The benchmark was undertaken by carbon management group Carbon Statement, which chairs the Hospitality Carbon Reduction Forum. The restaurant and bar groups involved in the assessment represent 80 per cent of managed outlets in the UK, including names like Whitbread, Pizza Express and J D Wetherspoon.
Key points the benchmark identified were:
- There is a two per cent difference identified in net profits driven by energy consumption
- Industry leaders are investing nine per cent of their annual energy spend in efficiency initiatives
- Energy is the second highest controllable cost factor for businesses in the industry after labour
The assessment showed that leading managing outlets are investing in efficiency initiatives and recognising that it can save them money in the long run. It recognised that energy is the second highest controllable cost factor which suggests that those who address the issue by choosing to be efficient now will benefit later when energy prices rise.
Carbon Statement’s director Mark Chapman said: “What we can see from the results is that companies which are further along into their energy efficiency plans have seen an impact on their profitability. If energy prices increase or double over the next five to ten years those operators that are efficient with their energy consumption will have a profit advantage against those that aren’t.
“We saw that the difference between the worst and best performing operators was a two per cent increase in operating profits. In a sector that makes anywhere between zero and twelve per cent profit a year, to make two per cent just from being energy efficient is a pretty major impact.
“Some of our forum members also forecast that within two or three years energy efficiency will become the first highest controllable cost factor and overtake labour costs, if energy prices do what they are expected to.”
Whitbread Group’s head of Energy & Environment Chris George said: “We are committed to reducing our environmental footprint both to support our business performance and as part of our obligations as a responsible company. The industry benchmarking exercise enables us to identify the key areas where we can improve, to share and adopt best practice across our industry.”
The Green Paper
The benchmark from the Hospitality Carbon Reduction Forum is not the only sign that the hospitality industry is going greener lately. The fourth Green Paper was released at this year’s Hotelympia last week, offering results from research into sustainability within the UK foodservice industry commissioned by energy efficient refrigeration supplier, Gram.

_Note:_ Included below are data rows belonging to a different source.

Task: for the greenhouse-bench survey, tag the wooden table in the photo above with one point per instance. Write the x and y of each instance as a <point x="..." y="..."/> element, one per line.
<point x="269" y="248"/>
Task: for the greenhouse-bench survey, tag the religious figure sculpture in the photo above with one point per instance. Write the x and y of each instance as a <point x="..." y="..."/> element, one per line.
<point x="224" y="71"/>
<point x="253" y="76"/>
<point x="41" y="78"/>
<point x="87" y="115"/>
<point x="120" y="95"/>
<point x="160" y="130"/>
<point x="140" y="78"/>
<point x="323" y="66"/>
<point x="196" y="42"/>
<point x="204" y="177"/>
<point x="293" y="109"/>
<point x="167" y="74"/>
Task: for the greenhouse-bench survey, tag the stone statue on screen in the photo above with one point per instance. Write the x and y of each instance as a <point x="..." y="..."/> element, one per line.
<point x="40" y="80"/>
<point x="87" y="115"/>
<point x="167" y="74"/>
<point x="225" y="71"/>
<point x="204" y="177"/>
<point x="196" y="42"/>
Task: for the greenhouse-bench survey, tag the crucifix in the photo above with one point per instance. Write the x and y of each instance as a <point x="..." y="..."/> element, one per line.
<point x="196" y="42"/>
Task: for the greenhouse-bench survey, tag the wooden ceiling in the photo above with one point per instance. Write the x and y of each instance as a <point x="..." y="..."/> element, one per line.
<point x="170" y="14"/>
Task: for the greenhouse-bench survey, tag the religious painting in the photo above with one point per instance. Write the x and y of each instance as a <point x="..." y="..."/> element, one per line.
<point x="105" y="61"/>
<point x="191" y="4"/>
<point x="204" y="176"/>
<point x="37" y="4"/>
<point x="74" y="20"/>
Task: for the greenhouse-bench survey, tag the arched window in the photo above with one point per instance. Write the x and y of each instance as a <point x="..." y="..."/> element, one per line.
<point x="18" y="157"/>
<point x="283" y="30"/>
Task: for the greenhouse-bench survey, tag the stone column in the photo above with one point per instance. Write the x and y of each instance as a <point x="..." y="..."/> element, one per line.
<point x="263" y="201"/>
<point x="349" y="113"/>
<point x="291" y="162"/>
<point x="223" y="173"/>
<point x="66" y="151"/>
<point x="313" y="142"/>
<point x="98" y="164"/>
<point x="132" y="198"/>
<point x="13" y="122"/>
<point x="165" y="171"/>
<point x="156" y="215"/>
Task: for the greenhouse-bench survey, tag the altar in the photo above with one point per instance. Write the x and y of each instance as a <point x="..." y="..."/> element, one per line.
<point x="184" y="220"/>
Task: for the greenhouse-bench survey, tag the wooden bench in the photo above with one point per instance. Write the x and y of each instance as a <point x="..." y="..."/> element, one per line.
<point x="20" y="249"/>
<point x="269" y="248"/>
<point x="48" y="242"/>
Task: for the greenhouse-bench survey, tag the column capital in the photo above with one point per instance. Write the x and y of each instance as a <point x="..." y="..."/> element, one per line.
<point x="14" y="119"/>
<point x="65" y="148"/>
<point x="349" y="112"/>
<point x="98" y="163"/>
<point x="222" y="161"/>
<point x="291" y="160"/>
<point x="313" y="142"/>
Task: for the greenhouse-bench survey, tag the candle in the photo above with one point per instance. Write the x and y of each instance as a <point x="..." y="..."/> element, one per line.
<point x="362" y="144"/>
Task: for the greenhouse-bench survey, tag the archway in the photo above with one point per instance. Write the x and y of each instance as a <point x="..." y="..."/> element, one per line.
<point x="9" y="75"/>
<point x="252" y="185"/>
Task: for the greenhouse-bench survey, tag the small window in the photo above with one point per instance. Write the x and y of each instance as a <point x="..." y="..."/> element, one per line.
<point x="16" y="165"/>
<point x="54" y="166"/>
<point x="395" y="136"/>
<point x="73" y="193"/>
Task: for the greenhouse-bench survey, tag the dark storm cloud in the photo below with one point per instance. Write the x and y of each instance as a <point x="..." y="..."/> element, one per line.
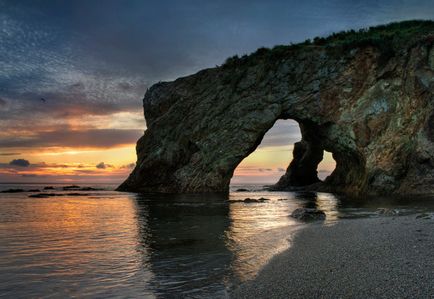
<point x="103" y="138"/>
<point x="20" y="163"/>
<point x="86" y="57"/>
<point x="128" y="166"/>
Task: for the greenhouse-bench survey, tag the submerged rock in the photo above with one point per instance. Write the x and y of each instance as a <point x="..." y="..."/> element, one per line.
<point x="252" y="200"/>
<point x="72" y="187"/>
<point x="366" y="97"/>
<point x="308" y="214"/>
<point x="13" y="191"/>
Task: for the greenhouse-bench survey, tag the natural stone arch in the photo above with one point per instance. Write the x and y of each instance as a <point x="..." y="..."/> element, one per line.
<point x="368" y="107"/>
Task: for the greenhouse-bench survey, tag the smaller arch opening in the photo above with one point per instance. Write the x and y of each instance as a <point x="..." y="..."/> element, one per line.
<point x="269" y="161"/>
<point x="268" y="164"/>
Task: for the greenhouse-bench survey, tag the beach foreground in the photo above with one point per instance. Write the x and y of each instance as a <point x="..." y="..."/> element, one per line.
<point x="386" y="257"/>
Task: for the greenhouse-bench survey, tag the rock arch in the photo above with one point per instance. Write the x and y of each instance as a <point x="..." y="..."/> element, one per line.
<point x="371" y="111"/>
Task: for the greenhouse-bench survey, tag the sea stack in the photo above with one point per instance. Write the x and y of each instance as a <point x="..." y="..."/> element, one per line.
<point x="365" y="96"/>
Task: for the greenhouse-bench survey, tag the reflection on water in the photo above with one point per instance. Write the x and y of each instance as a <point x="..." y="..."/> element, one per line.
<point x="109" y="244"/>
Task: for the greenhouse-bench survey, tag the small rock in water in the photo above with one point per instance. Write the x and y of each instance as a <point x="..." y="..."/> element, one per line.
<point x="72" y="187"/>
<point x="423" y="216"/>
<point x="388" y="212"/>
<point x="12" y="191"/>
<point x="251" y="200"/>
<point x="308" y="214"/>
<point x="44" y="195"/>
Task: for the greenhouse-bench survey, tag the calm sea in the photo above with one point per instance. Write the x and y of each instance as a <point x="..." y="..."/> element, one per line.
<point x="102" y="244"/>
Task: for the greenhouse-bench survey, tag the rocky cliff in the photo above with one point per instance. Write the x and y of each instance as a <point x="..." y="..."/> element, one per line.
<point x="365" y="96"/>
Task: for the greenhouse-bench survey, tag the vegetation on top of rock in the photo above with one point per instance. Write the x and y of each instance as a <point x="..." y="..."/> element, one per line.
<point x="387" y="38"/>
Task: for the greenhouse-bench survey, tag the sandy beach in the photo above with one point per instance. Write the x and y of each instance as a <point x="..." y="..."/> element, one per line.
<point x="386" y="257"/>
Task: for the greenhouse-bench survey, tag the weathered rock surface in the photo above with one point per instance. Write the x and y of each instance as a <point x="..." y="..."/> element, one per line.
<point x="368" y="102"/>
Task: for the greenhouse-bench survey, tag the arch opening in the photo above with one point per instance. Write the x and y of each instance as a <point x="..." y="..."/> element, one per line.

The results showed that more operators and chefs now believe themselves to be ‘green’ compared to when the report was first launched in 2008. Not having the budget to invest in sustainablilty was stated in the paper as the main reason for not doing so, though green organisations like the Carbon Trust believe in the long run it will save businesses money.
The Carbon Trust’s associate director Dominic Burbridge said: “Being green means being more efficient. Over the ten-year lifespan of your kitchen equipment, more than 80 per cent of your money is spent on energy consumed and less than 20 per cent on the equipment itself.
“Energy prices continue to go up year after year so investing a bit more upfront in energy efficient equipment is a no-brainer for any business no matter your size.”